Organized by the Marine Park Alliance (MPA) with the help of Shannon Mei, parent coordinator at Brooklyn Technical High School, along with student volunteers, all helped set the event up to share the celebration of Lunar New Year and East Asian culture with the Marine Park community.
“In the past, no Asians participated in the event, so they wanted Asians to be part of the community to organize this event,” said Mei. “It is a good presentation to show all the local residents about the Lunar New Year. It lets people know more about our culture, so it will bring harmony to the neighborhood.”

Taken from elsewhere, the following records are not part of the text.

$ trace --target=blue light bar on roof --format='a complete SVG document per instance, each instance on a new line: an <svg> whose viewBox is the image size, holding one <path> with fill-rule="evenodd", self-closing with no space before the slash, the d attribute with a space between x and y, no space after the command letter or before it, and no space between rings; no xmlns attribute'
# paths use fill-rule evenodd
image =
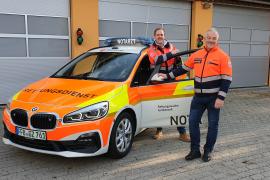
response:
<svg viewBox="0 0 270 180"><path fill-rule="evenodd" d="M105 40L107 46L149 46L154 40L147 37L137 38L109 38Z"/></svg>

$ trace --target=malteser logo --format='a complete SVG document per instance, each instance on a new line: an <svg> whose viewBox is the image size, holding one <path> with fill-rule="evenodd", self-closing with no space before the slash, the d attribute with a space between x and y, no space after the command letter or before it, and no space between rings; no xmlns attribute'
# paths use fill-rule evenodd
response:
<svg viewBox="0 0 270 180"><path fill-rule="evenodd" d="M50 94L63 94L63 95L70 95L78 98L93 98L94 94L84 94L79 93L77 91L71 91L71 90L62 90L62 89L24 89L24 92L27 93L50 93Z"/></svg>

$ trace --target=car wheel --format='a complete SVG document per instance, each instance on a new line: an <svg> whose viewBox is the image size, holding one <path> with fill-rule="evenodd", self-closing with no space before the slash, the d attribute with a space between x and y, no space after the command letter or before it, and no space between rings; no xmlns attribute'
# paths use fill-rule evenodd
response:
<svg viewBox="0 0 270 180"><path fill-rule="evenodd" d="M134 118L129 113L121 113L113 126L109 155L112 158L119 159L126 156L133 143L135 132Z"/></svg>

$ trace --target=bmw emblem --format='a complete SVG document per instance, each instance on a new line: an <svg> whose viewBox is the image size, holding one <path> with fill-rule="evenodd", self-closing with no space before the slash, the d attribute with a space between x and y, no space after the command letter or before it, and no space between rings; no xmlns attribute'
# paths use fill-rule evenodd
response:
<svg viewBox="0 0 270 180"><path fill-rule="evenodd" d="M38 107L33 107L32 108L32 112L35 112L35 111L37 111L38 110Z"/></svg>

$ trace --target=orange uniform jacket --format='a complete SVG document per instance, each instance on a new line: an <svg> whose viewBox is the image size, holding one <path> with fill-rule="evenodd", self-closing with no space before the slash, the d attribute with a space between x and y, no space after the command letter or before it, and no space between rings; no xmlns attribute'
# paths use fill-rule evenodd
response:
<svg viewBox="0 0 270 180"><path fill-rule="evenodd" d="M193 53L182 67L168 74L174 78L191 69L195 72L195 94L217 95L224 100L232 81L230 57L218 46L207 51L205 48Z"/></svg>

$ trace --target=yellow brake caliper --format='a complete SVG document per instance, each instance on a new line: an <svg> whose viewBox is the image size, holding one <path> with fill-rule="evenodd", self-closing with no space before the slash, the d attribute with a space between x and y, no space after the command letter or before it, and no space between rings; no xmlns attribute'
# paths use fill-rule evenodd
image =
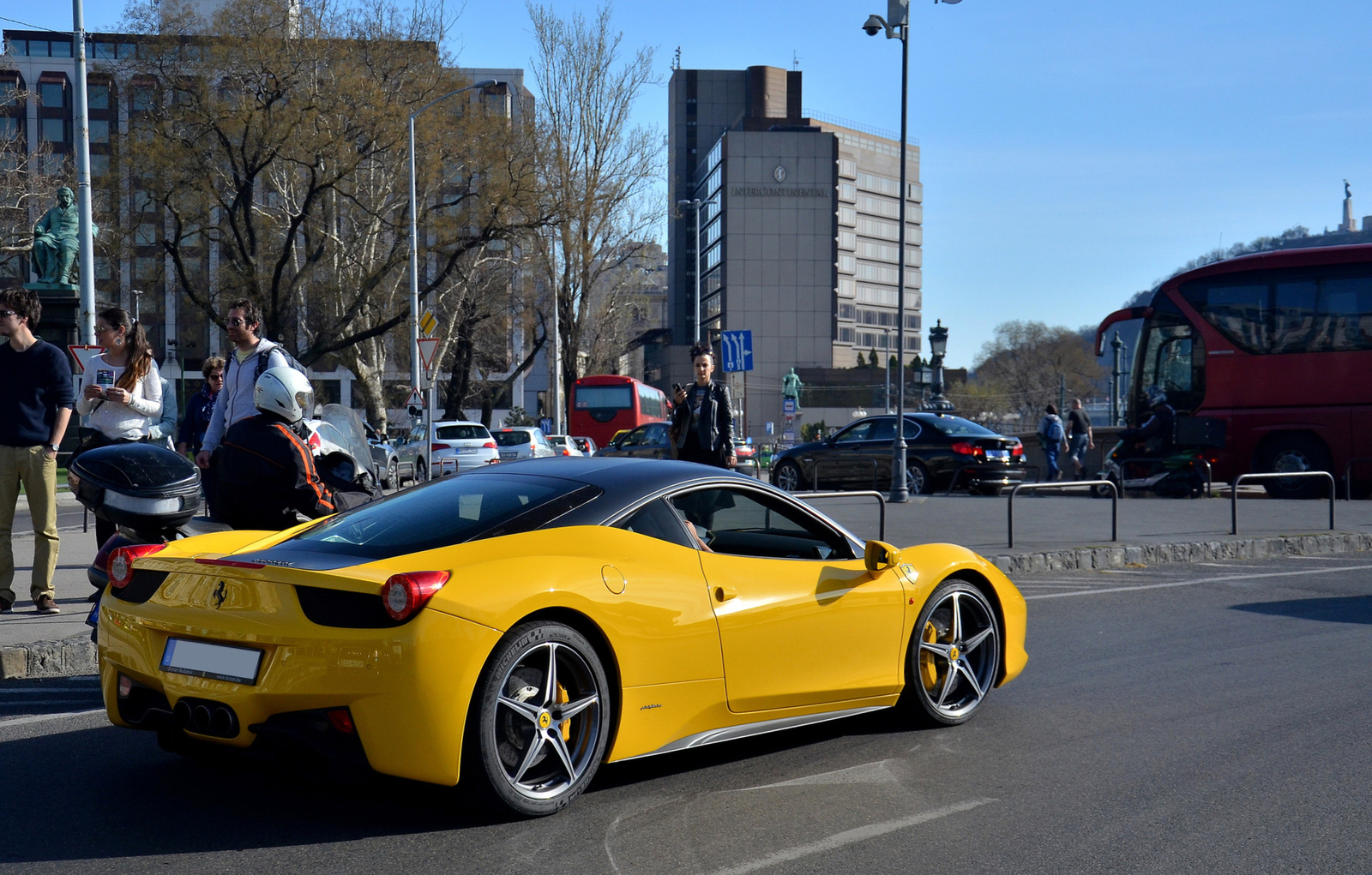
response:
<svg viewBox="0 0 1372 875"><path fill-rule="evenodd" d="M567 702L571 702L571 701L572 701L572 697L568 695L567 687L564 687L563 684L557 684L557 704L558 705L565 705ZM572 741L572 721L571 720L563 720L561 723L557 724L557 728L560 728L563 731L563 741L564 742Z"/></svg>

This is the Year of the Rabbit, a year of relaxation, caution and self-reflection. East Asian countries, such as Taiwan, Vietnam and South Korea, also celebrate the Lunar New Year. It formally started last Sunday, beginning 15 days of celebrations and traditions. Many of these traditions are to welcome good luck, health and wealth into one’s life. Such practices are also meant to honor the family ancestors and are often done by offering cultural foods and lighting incense at altars. Other traditions include eating a large amount of those cultural foods, setting up lanterns in the home, giving red envelopes containing money to young children and, if safe, setting off fireworks.
The event started with a performance from the Southern Praying Mantis Lion Team. The performance explained the significance of this Chinese tradition, mainly how the lion is used to bless people and scare away evil spirits, and how it symbolizes the New Year by eating lettuce (life itself) and mandarins (sweetness in life) and a red envelope (wealth). It continued with several performances from the dancers of Sunrise Glow Chinese Dancers.
“This is our first show for Marine Park and hopefully we’ll do a good job in explaining some of the traditions of Chinese Lion dance and bringing blessings, scaring away the spirits and bringing good luck to the audience,” said Norman Chin, the grandmaster of Southern Praying Mantis Lion Dance Team. “We had traditions of over 5,000 years to celebrate Lunar New Year. I think that as a multicultural event, a lot of people don’t understand what the lion dance is all about. When we perform, we try to educate the audience so that they understand some of the traditions of our dance and that would help close the cultural gap.”
Kristy Di Cario curated the event and explained the traditions and legends that pertain to Lunar New Year, such as the 12 Chinese zodiacs. One legend recalls why each animal year is celebrated in that order. The 12 animals, Rat, Ox, Tiger, Rabbit, Dragon, Snake, Horse, Goat, Monkey, Rooster, Dog and Pig, swam across a river and in whatever order they reached the shore, the celebration will be in that order. The rat was the first due to their sneakiness and cleverness as they hopped on the ox’s back and jumped off just before the ox reached the shore. The pig was last to reach the shore due to its laziness.
Another legend concerns the Beast of Nian, in which a beast destroyed a village’s crops and ate the villagers themselves. One day an elder came by and showed the villagers how to defend themselves with the color red, loud noises, burning red lanterns all night, and lighting fires and firecrackers. All this commotion sent the beast away; in part, this legend explains the festivities of the Lunar New Year.
Throughout the year, the MPA holds ceremonies to celebrate diverse holidays and heritages to expose people to new cultures and bring them together.
“The MPA always does Chinese New Year. This is our seventh year, so this has been great,” said Maria Carro-D’Alessandro, president of the MPA. “We were trying to get all the cultures involved, and this is just a part of our cultural activities that we’re developing. This is our first event that we always do, so it’s nice to have a big crowd come and enjoy and be part of it.”